No esperaba aquello, encontrar a Sophie inconsciente. Se había estado aferrando a la imagen de la pequeña como la había visto dos días antes, riéndose en la cesta de la bicicleta de reparto mientras Kate daba vueltas por la pista del velódromo. Se la había imaginado un poco desmejorada, eso sí, enferma quizá, pero sentada en la cama y sonriendo con valentía. Incluso había preparado algunas de las frases que diría para iniciar la conversación: «¿Te acuerdas de lo bien que lo pasamos el otro día en la pista, Sophie? ¿Te gustaría pasártelo así de bien todo el tiempo?».

Pero ese silencio perfecto, esa quietud total, la frenaron en seco.

El rostro de Sophie, inmóvil y cetrino, era el reflejo perfecto de una cara que reposaba en silencio en el fondo de la memoria de Zoe, que se llevó la mano a la boca y gimió. Un temor creciente se llevó por delante todo el calor de su sangre y se quedó helada. Mientras contemplaba el rostro de Sophie, luchaba contra el resurgir de aquella otra cara blanca como la nieve que no veía desde que tenía diez años.

—Ay, Dios mío… —susurró.

Se tambaleó y tuvo que agarrarse a la barra de acero de la cama de la niña para no caerse.

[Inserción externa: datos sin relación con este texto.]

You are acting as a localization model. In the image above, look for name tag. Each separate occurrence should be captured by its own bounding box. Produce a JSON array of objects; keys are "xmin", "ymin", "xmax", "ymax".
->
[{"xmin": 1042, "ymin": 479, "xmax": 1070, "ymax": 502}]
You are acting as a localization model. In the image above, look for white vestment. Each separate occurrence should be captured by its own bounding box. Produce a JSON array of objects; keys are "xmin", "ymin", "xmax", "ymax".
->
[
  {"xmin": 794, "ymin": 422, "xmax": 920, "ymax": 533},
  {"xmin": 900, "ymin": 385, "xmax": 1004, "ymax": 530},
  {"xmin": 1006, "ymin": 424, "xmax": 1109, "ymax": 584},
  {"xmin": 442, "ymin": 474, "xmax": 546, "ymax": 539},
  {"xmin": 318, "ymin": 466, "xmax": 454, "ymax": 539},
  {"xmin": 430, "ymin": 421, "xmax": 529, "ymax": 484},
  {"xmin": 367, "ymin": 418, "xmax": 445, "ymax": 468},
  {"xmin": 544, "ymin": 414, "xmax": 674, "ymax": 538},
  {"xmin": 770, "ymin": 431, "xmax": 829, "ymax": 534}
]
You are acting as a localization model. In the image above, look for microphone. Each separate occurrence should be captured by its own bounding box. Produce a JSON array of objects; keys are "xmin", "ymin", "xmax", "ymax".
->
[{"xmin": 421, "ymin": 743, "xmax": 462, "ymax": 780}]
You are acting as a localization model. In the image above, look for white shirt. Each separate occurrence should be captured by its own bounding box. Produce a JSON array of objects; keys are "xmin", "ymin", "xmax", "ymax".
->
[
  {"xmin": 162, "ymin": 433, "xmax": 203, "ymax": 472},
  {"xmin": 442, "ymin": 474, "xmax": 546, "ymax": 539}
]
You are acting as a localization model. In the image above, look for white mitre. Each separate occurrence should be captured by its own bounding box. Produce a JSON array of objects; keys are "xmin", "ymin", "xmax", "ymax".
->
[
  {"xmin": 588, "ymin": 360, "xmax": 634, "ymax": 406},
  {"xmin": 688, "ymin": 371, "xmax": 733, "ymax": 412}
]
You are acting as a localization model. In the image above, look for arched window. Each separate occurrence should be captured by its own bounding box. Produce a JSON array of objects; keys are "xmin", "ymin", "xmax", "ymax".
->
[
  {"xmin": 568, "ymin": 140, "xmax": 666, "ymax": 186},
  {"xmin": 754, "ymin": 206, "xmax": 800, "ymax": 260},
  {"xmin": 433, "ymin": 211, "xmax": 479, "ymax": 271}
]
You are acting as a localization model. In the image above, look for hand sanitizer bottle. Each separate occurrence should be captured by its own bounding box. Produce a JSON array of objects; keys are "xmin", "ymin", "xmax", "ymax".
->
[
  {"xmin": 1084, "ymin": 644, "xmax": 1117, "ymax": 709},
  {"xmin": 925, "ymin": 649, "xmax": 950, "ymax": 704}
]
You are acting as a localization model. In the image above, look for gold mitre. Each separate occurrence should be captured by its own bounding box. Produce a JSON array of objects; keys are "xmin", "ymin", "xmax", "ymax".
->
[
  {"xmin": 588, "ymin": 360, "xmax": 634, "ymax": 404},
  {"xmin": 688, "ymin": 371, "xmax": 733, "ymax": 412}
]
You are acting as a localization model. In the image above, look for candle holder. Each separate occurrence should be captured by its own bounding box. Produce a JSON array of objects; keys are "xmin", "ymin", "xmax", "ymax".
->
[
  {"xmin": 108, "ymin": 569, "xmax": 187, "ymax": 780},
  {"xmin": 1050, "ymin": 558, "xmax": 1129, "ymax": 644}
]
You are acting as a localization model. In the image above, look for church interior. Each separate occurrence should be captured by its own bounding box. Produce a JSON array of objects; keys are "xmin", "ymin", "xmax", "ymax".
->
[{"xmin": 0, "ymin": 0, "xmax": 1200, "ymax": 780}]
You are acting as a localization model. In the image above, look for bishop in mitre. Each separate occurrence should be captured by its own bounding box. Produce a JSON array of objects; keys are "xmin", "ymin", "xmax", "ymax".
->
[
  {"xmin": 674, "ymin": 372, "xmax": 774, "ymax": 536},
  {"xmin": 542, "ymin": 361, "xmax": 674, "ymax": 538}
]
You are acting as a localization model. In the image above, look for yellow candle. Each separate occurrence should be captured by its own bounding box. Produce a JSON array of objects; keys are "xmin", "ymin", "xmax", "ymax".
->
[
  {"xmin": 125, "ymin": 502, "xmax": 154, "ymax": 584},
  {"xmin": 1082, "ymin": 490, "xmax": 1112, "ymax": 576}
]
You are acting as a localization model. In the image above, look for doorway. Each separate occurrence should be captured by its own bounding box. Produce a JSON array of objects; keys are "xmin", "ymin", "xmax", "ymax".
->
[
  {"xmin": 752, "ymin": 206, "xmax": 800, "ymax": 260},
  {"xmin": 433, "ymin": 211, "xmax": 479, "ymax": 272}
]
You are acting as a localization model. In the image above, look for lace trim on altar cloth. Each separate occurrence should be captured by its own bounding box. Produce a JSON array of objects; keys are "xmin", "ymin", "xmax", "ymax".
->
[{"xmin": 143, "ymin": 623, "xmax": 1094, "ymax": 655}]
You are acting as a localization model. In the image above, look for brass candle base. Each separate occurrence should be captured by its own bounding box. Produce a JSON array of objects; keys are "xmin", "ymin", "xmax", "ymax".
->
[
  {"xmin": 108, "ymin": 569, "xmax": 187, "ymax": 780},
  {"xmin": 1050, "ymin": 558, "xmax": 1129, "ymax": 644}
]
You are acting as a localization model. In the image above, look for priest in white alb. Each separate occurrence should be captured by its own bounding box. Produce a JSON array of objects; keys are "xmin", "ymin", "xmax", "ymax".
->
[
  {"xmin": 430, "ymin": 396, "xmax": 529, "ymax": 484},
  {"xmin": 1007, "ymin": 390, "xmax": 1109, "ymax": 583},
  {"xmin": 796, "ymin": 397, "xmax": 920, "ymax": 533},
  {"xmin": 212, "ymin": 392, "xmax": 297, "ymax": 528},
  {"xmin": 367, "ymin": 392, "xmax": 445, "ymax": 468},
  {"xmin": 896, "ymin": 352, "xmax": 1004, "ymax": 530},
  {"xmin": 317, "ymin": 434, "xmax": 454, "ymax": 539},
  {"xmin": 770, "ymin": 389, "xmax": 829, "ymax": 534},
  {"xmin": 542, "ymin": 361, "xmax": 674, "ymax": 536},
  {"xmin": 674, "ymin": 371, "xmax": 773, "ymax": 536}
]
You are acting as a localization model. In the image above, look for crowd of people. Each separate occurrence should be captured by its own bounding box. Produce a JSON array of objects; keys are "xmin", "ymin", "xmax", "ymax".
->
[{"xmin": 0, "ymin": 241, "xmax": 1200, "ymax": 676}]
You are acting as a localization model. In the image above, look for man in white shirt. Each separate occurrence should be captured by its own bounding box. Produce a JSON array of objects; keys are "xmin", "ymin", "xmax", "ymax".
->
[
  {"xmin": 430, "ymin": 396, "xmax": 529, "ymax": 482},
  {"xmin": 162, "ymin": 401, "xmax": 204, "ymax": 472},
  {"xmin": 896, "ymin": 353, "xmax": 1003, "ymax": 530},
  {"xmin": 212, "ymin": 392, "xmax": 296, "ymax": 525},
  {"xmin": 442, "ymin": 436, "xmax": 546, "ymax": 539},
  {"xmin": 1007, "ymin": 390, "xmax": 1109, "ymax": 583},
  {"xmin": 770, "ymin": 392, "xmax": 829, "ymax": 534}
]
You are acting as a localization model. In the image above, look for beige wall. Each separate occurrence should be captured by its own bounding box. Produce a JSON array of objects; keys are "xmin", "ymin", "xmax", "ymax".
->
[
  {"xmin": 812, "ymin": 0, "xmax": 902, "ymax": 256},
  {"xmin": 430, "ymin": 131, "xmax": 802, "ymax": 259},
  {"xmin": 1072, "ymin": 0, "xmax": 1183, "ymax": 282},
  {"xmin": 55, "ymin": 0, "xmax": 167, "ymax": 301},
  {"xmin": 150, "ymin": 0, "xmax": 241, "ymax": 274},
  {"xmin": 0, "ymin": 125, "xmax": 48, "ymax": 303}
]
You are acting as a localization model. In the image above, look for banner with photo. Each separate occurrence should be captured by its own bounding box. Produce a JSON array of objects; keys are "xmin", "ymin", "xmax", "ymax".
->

Jack cogió su mano y Kate la abrazó, pero no sintió nada de aquello. Le preguntaron si estaba bien, pero lo único que podía oír era el silencio gélido y agobiante de la habitación. El penetrante olor a desinfectante del hospital aceleró el recuerdo, que se acercaba imparable. Las ruedecillas de goma laterales de la cama lo sujetaban, y las sábanas verdes hospitalarias lo envolvían. Zoe cayó de rodillas y sus ojos regresaron al tiempo en que tenía diez años de edad y recorría en compañía de una asistente social los pasillos vacíos y resonantes de los bajos de un hospital.

Le dieron unas pastillas para calmarla, pero no produjeron otro efecto que un pitido agudo que resonó en sus oídos y una sensación de mareo y confusión que le sacudía la cabeza. Adam se había caído de la bici, eso era todo lo que recordaba. Se había caído de la bici y necesitaba encontrarlo para llevarlo a casa. Tenía que hacerlo sola porque su madre no podía. Algo había sucedido con el corazón o con la cabeza de su madre, que no podía salir de la cama ni dejar de llorar y gritar.

Habían transcurrido cuarenta y ocho horas desde que la Policía recogiera a Zoe, delirante y pedaleando sin rumbo por la autopista tras el accidente. Aún sentía mucho daño en las piernas, y le dolían al andar.

—¿Queda mucho? —preguntó—. ¿En qué habitación está Adam?

—El cuerpo de Adam, cariño —dijo la asistente social, acariciando su pelo—. Es esa puerta del fondo.

Las palabras se entremezclaban en la cabeza de Zoe. La asistente señaló una puerta metálica desgastada y sin pintar, al final del pasillo. Corrió hasta ella y la empujó, pero estaba cerrada con llave.

Cuando la asistente social la alcanzó, se arrodilló junto a ella y le dijo:

—Muy bien, cariño. Ahora quiero comprobar que estás preparada para hacer esto. Va a ser muy difícil para ti ver cómo está Adam. Me temo que te vas a poner muy triste, pero creemos que a la larga te sentirás más triste, y más disgustada, si no ves el cadáver.